Silivri 16.00 22 metrekare gökyüzü! Odamı ve avlumu kolay bir el çizimiyle betimlemeye çalıştım. İki boyutlu bir çizimde avlu duvarının 10 m. yüksekliğinde olduğu üzere 3. boyut eksiği de oluyor, kuş yuvalarını gösterseniz de onun size verdiği heyecanı ve duyduğunuz sesin yarattığı memnunluğu da anlatamıyorsunuz.
Bir ay evvel geldiğimde avlunun uzak köşesinde saçak altında dikenli ter örgüyle saçak ortasına sıkışmış eski bir kuş yuvası vardı. Kuş sesi de kuş da yoktu! Pazartesiden bu yana saçak altı ve etrafında hummalı bir çalışma var. Salı sabah ailem kapalı görüşe geleceğinden kuş sesleri ile kalksam da avluya çıkıp olan biteni göremeden direkt görüşe gitmiştim. Geldiğimde avluda bana laf atıp duran serçe irisi bir kuşla uzun uzun bakıştık. Muhakkak ki buralarda benden eskiydi. Senin ne işin var buralarda der üzereydi. Yerin sahibi üzere bana bağırıp durdu o hoş sesiyle. Hoşuma da gitti. Sanırım geçen sene yaptığı bir yuvaya geri gelmişti. Baharla birlikte. Çarşamba sabah da kuş sesleri ve cıvıltılarıyla uyandım. Umut da verdi bana. Bu dev duvarlar ve ağır beton kitlesi içinde kuş sesi yüreğimin içine yayıldı, düzgün geldi. Perşembe sabah ise avluya çıktığımda bu defa avlu saçağının koğuşa yakın penceremin üzerindeki saçak üzerine yeni bir kuş yuvası daha kurulmaya başlandığını gördüm.
Umudu hapsedemezler ki…
Mutlu da oldum. Kuşlar tek değildi. 3-4 farklı kuş bir eski yuvaya, bir dışarıya koşuşuyor, akabinde yeni yuvaya gereç taşıyorlardı. Heyecanla, umutla, inanç ve kararlılıkla yeni yuvalarını yapmaya itina gösteriyorlardı.

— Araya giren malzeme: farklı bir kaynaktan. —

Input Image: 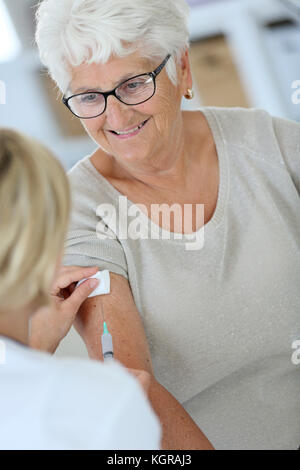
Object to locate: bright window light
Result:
[0,0,21,62]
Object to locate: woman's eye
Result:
[125,82,144,91]
[81,93,97,103]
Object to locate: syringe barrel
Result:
[101,333,114,359]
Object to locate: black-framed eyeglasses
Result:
[62,54,171,119]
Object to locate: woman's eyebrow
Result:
[73,71,145,95]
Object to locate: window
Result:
[0,0,21,62]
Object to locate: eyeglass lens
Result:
[68,75,155,118]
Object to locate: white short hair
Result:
[36,0,190,93]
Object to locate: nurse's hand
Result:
[29,266,100,353]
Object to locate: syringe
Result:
[101,322,114,362]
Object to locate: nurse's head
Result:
[36,0,192,166]
[0,128,70,313]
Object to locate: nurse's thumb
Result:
[64,279,100,313]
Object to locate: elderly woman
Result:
[37,0,300,449]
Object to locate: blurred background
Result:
[0,0,300,355]
[0,0,300,173]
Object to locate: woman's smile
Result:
[108,118,150,140]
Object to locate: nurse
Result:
[0,129,161,450]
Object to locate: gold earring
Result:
[184,88,195,100]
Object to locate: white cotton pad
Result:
[76,270,110,297]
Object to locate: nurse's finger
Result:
[51,266,99,295]
[63,279,100,316]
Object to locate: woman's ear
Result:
[180,49,193,95]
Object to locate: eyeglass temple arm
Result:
[152,54,171,77]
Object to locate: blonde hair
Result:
[0,129,70,311]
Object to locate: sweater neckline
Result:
[83,106,229,242]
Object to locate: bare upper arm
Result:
[75,273,153,374]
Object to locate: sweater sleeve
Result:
[63,162,128,279]
[273,117,300,196]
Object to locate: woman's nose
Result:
[105,96,130,130]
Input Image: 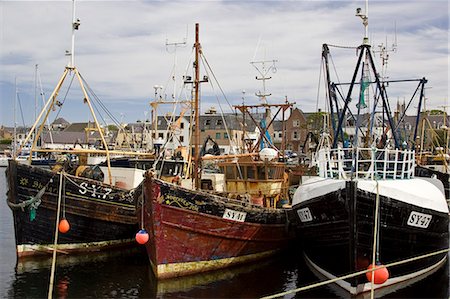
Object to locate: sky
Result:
[0,0,449,126]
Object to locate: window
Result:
[247,166,255,179]
[258,166,266,180]
[225,166,236,179]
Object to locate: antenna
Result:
[250,60,278,103]
[355,0,369,45]
[373,22,397,81]
[66,0,81,68]
[166,25,188,100]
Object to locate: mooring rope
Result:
[6,175,55,212]
[47,172,64,299]
[261,248,450,299]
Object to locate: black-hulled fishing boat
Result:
[7,160,139,258]
[290,4,449,294]
[7,4,148,258]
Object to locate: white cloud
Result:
[0,0,448,124]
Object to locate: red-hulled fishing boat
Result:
[139,24,293,279]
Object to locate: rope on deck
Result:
[261,248,450,299]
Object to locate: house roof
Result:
[64,122,95,133]
[52,117,70,125]
[42,131,108,144]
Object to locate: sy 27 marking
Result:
[407,211,433,228]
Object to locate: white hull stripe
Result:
[292,177,449,214]
[304,254,447,295]
[157,250,277,278]
[16,239,135,256]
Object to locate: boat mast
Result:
[194,23,200,189]
[13,77,17,159]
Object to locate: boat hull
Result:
[144,178,293,279]
[7,161,138,257]
[290,180,449,294]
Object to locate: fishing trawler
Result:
[138,24,293,279]
[290,2,449,294]
[6,0,148,258]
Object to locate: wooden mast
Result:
[194,23,200,189]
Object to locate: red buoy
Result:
[366,264,389,284]
[58,219,70,234]
[136,229,149,245]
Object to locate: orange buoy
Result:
[58,219,70,234]
[136,229,149,245]
[366,264,389,284]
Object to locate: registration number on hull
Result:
[407,211,433,228]
[297,208,312,222]
[223,209,247,222]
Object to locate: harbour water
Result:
[0,168,449,298]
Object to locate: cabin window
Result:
[225,166,236,179]
[247,166,256,179]
[201,180,213,190]
[258,166,266,180]
[267,167,276,180]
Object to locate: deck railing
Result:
[317,147,416,180]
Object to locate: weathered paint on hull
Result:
[16,239,136,258]
[7,161,138,257]
[144,178,292,279]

Arada bana laf atarak başıma pisleme eforlarını da mazur görüyorum, verdikleri heyecan her tıp rahatsızlıktan daha büyük çünkü.

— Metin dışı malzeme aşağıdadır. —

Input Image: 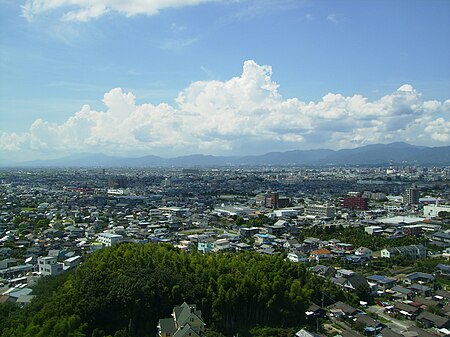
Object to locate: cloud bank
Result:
[0,60,450,156]
[22,0,217,22]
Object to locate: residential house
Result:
[417,311,450,329]
[212,239,231,252]
[157,302,205,337]
[354,247,373,259]
[409,283,433,297]
[367,275,397,292]
[381,245,427,259]
[295,329,320,337]
[38,256,64,276]
[436,263,450,276]
[403,272,434,284]
[97,233,123,247]
[381,327,403,337]
[311,264,336,277]
[328,301,359,318]
[234,242,252,252]
[354,314,384,336]
[197,237,215,253]
[239,227,259,238]
[331,274,370,291]
[391,302,422,320]
[254,234,274,245]
[386,285,414,300]
[283,239,302,250]
[287,252,308,262]
[309,248,333,262]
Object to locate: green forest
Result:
[0,243,357,337]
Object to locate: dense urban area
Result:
[0,165,450,337]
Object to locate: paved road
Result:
[367,305,414,333]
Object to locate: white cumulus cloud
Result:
[0,60,450,156]
[22,0,217,22]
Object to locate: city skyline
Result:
[0,0,450,161]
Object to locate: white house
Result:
[381,245,427,259]
[355,247,373,259]
[287,252,308,262]
[423,204,450,219]
[38,256,64,276]
[97,233,123,246]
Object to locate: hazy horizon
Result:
[0,0,450,162]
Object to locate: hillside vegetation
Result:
[0,243,354,337]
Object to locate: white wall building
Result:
[38,256,64,276]
[305,204,336,218]
[97,233,123,246]
[423,204,450,219]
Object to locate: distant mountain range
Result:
[2,142,450,167]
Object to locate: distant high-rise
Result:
[404,184,419,205]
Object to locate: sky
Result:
[0,0,450,162]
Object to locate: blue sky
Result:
[0,0,450,160]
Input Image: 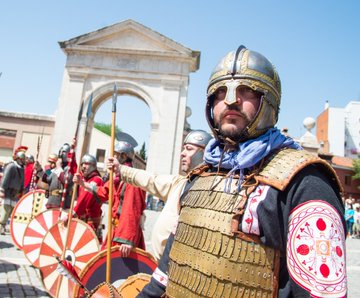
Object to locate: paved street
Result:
[0,210,360,298]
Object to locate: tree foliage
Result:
[353,154,360,179]
[94,122,121,136]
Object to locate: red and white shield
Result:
[10,189,48,249]
[287,200,346,297]
[22,208,61,267]
[39,219,100,297]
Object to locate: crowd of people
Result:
[0,46,352,297]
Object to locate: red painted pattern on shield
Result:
[297,244,310,256]
[287,200,347,297]
[316,218,326,231]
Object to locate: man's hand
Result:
[106,157,119,173]
[119,244,132,258]
[34,161,42,172]
[73,173,85,187]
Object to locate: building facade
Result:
[316,101,360,158]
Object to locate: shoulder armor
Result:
[256,148,343,192]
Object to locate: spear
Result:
[54,255,90,294]
[60,101,84,209]
[56,101,84,297]
[106,83,117,284]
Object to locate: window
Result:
[96,149,105,163]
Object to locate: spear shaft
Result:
[106,83,117,284]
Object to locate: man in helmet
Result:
[63,154,103,242]
[0,146,28,235]
[74,133,146,257]
[139,46,347,297]
[35,139,77,209]
[108,130,212,260]
[24,154,36,193]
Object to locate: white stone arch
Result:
[53,20,200,174]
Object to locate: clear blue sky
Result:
[0,0,360,149]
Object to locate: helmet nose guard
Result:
[206,46,281,143]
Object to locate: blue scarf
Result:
[204,128,302,189]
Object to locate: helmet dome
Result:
[206,46,281,142]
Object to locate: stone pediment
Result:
[59,20,200,58]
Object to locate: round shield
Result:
[39,219,100,297]
[117,273,151,297]
[10,189,47,249]
[22,208,60,267]
[86,282,121,298]
[74,246,157,297]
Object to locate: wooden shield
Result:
[39,219,100,297]
[22,208,60,267]
[74,246,157,297]
[10,189,47,249]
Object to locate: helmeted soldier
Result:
[74,133,146,257]
[139,46,347,297]
[24,154,36,193]
[69,154,103,242]
[108,130,212,260]
[36,140,77,209]
[0,146,28,235]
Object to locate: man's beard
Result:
[215,106,251,142]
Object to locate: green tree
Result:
[139,142,147,161]
[94,122,121,136]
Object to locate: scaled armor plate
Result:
[167,176,279,297]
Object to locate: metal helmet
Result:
[206,46,281,142]
[13,146,28,166]
[48,153,58,163]
[81,154,97,174]
[26,154,35,163]
[184,129,212,169]
[114,141,135,159]
[59,143,70,157]
[114,131,138,160]
[15,151,26,166]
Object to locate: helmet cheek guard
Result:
[81,154,97,174]
[206,46,281,142]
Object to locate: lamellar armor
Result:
[166,149,341,297]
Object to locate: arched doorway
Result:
[53,20,200,174]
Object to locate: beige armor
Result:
[166,149,340,297]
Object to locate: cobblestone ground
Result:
[0,210,360,298]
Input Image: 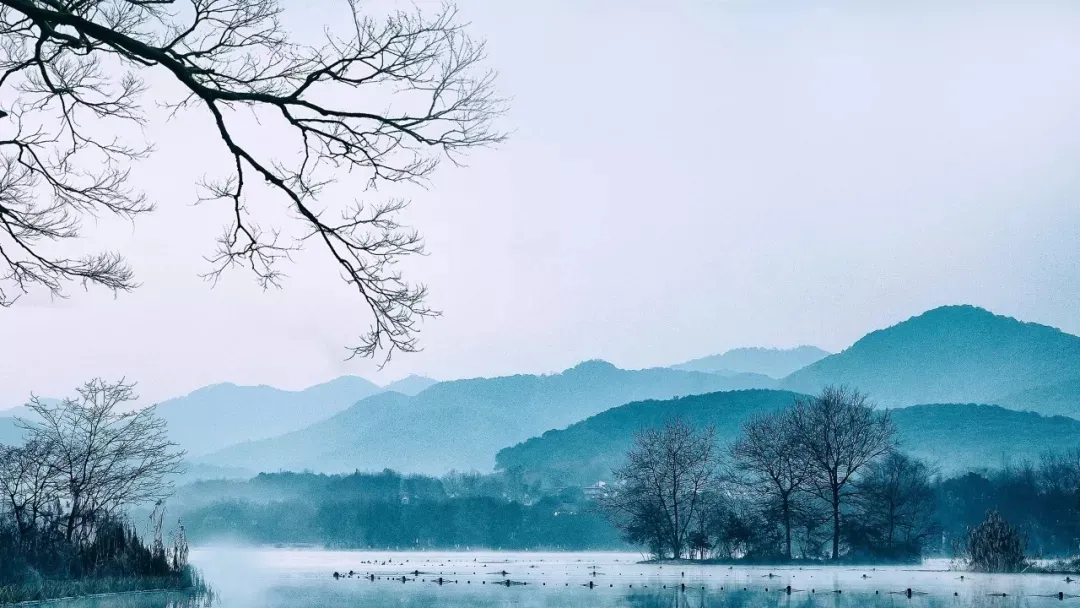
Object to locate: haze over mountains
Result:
[8,306,1080,483]
[203,361,775,474]
[672,346,832,379]
[780,306,1080,415]
[496,390,1080,486]
[0,376,436,457]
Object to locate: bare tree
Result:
[792,387,894,559]
[598,419,719,559]
[0,0,505,359]
[854,451,939,557]
[19,379,184,543]
[0,440,56,550]
[731,410,811,559]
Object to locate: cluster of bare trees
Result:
[600,387,936,559]
[599,420,720,559]
[0,0,505,357]
[0,380,184,575]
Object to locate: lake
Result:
[52,548,1080,608]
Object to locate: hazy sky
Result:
[0,0,1080,405]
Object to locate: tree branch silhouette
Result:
[0,0,505,360]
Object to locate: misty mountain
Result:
[496,390,1080,485]
[382,374,438,396]
[0,416,23,445]
[671,347,831,378]
[496,390,798,485]
[994,378,1080,416]
[158,376,382,457]
[203,361,775,474]
[780,306,1080,415]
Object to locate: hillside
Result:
[0,416,23,445]
[158,376,381,456]
[671,346,831,379]
[496,390,797,485]
[382,374,438,396]
[994,378,1080,417]
[496,391,1080,485]
[780,306,1080,415]
[203,361,772,474]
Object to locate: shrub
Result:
[963,511,1027,572]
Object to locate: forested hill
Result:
[496,390,1080,485]
[780,306,1080,416]
[671,346,831,378]
[204,361,775,474]
[496,390,798,485]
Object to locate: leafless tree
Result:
[0,0,505,359]
[792,387,895,559]
[0,441,56,549]
[598,419,719,559]
[731,410,811,559]
[19,379,184,543]
[854,451,939,556]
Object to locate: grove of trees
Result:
[599,387,939,559]
[0,380,190,586]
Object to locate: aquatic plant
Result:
[962,511,1028,572]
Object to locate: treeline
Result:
[599,388,1080,567]
[177,470,623,551]
[0,380,195,602]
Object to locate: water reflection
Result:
[56,550,1080,608]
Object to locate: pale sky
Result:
[0,0,1080,406]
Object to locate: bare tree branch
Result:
[0,0,505,360]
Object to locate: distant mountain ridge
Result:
[382,374,438,396]
[158,376,381,457]
[671,346,832,379]
[0,375,437,456]
[780,306,1080,415]
[202,361,775,474]
[994,378,1080,417]
[496,390,1080,485]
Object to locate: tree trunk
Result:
[833,487,840,559]
[784,497,792,562]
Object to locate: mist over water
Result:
[56,548,1080,608]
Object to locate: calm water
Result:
[52,549,1080,608]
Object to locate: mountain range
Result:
[202,361,775,474]
[496,390,1080,486]
[780,306,1080,415]
[0,376,436,457]
[671,346,831,379]
[8,306,1080,483]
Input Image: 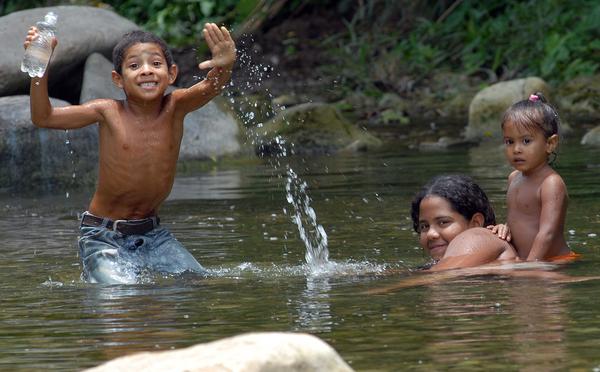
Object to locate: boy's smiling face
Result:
[112,43,177,101]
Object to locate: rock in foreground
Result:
[87,333,352,372]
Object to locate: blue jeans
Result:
[78,226,206,284]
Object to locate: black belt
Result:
[81,212,160,235]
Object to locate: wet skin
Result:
[419,195,516,271]
[25,24,236,219]
[503,121,570,261]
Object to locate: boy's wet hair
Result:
[113,30,173,75]
[502,92,560,138]
[410,174,496,233]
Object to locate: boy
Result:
[24,23,236,283]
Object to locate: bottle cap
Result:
[44,12,58,25]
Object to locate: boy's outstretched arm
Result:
[173,23,236,113]
[23,27,102,129]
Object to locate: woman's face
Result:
[419,195,473,260]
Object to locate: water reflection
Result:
[0,141,600,371]
[295,275,332,333]
[167,169,242,201]
[414,277,569,371]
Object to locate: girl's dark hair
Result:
[410,175,496,232]
[113,30,173,74]
[502,92,560,138]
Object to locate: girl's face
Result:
[502,121,558,174]
[419,195,480,260]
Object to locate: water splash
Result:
[65,129,77,199]
[221,35,334,275]
[285,165,329,271]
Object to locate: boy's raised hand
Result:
[198,23,235,70]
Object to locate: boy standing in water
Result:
[24,23,236,283]
[494,93,577,261]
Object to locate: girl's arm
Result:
[527,174,568,261]
[430,227,516,271]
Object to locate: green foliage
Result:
[105,0,257,46]
[328,0,600,85]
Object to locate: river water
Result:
[0,138,600,371]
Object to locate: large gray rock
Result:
[80,53,240,160]
[256,103,381,154]
[86,333,352,372]
[79,53,125,103]
[0,6,138,96]
[0,95,98,190]
[465,77,550,141]
[581,126,600,147]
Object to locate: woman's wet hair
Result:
[502,92,560,138]
[410,174,496,232]
[113,30,173,75]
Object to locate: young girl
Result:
[493,93,576,261]
[411,175,517,270]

ökyüzüne. Bu hafta ışıldayan güneşi daha uygun görebiliyordum. Tel örgüler ortasından 22 metrekarelik gökyüzüne baktım! Onlar sanıyordu ki yalnızca 22 metrekare gökyüzü görebilirler. Halbuki benim avluma koca güneş de sığmıştı, gelecek umutları da aydınlık günler de…
Bu hoş ülkenin pırıl pırıl parladığı gelecek de, gençlerin gözlerinin içindeki memnunluk ve umut da…
O kuş sesinde biz memnunluğu içinde hisseden insanlardık. Zira biz “yaşama, ömür gücüne, dayanışmaya ve umuda” inanıyorduk. Umudu hapsedemezlerdi ki, geleceği de edemeyecekler!
Gelecek burada, umut burada, biz buradayız, dimdik 20 metrekare hücrelerimizde omuz omuza.
Kollarımız duvarları nasıl aşıyorsa, umutlarımız da heyecanımız da karanlığı aşıyor.
Haydi bir bakın gökyüzüne bizim için bana bir göz kırpın, selamınızı içimden hissedip alıyorum. Bu ülke bizim, bu dünya bizim, gelecek bizim, umut bizim.